The past five years must have been good times for Korea’s chaebol groups. During this period, the nation’s 30 largest business groups saw their number of affiliates more than double. According to data compiled by the Financial Supervisory Service, the figure surged from 500 in January 2006 to 1,087 in April this year. This means the conglomerates added a new member to their fleet of subsidiaries every three days during that period.
These groups owe their rapid expansion partly to the deregulation drive of the Lee Myung-bak government. Lee eliminated or softened various regulations introduced to curb their excessive business diversification. For instance, he abolished the regulation restricting chaebol affiliates’ acquisition of equities in other companies. He also softened the rules on industrial corporations’ shareholdings in financial companies.
Lee took these steps to spur corporate investment in new growth sectors, such as renewable energy, biotechnology, health care, robotics and software. Without doubt these measures have boosted investment in these and other strategically important new technologies.
But an analysis of the 587 newly created affiliates suggests that the top business groups have been more engrossed in muscling into areas that are neither new growth sectors nor their present core business lines.
The tendency of chaebol groups to diversify into areas not related to their main business fields is nothing new. But their recent investment pattern appears excessive. This may be attributable partially to the ascendancy of third- and fourth-generation chaebol offspring to top posts. Many of the newly added subsidiaries were set up by these younger members of chaebol families.
Inexperienced chaebol siblings often start a company without doing their homework, captivated by the impulse to turn their hobbies or interests into a business. Companies established and run in this fashion cannot be expected to make money. Therefore it should not come as a surprise that about 45 percent of the newly established subsidiaries are in the red.
But these companies do not have to worry about their losses because they have sugar daddies ― parent companies that cover their losses.

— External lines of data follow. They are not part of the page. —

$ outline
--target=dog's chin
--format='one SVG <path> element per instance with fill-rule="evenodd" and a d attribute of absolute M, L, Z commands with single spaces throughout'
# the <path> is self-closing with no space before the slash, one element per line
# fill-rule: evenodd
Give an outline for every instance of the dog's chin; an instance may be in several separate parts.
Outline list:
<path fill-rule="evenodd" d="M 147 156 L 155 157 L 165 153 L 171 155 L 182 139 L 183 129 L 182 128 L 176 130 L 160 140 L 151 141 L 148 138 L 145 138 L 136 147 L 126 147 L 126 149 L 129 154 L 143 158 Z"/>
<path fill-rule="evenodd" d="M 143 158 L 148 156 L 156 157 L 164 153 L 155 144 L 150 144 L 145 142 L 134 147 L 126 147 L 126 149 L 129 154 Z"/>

One problem with this practice is that it undermines the interests of the minority shareholders of the parent companies.
A more serious problem is that it distorts competition in the marketplace. Few small and medium-sized enterprises would be able to survive if their competitors are affiliates of big business groups that can rely on subsidization by their parent companies. In this regard it is a cause for concern that many of the newly created chaebol affiliates engage in business areas that have traditionally been the preserve of SMEs.
Another problem with companies run by chaebol offspring is that in many cases they are a channel through which chaebol families transfer their wealth and managerial control to their children without paying gift or inheritance taxes.
To give an example, many business groups have affiliates responsible for maintaining and repairing the computer systems of other subsidiaries. These firms can make money easily through intra-group deals. Since they are profitable, the chaebol children who operate them can make huge capital gains by making initial public offerings of their shares. They can use the proceeds from share offerings to boost their stakes in group holding companies, bolstering their managerial control.
The recent surge in the number of chaebol affiliates would have been seen in a positive light had they been the result of active investment in new technology fields that would power the nation’s economic growth for the next couple of decades. Unfortunately, this is not the case. If big business groups continue to focus on maximizing their private gains regardless of the negative consequences of their behavior, the government may have second thoughts about deregulation.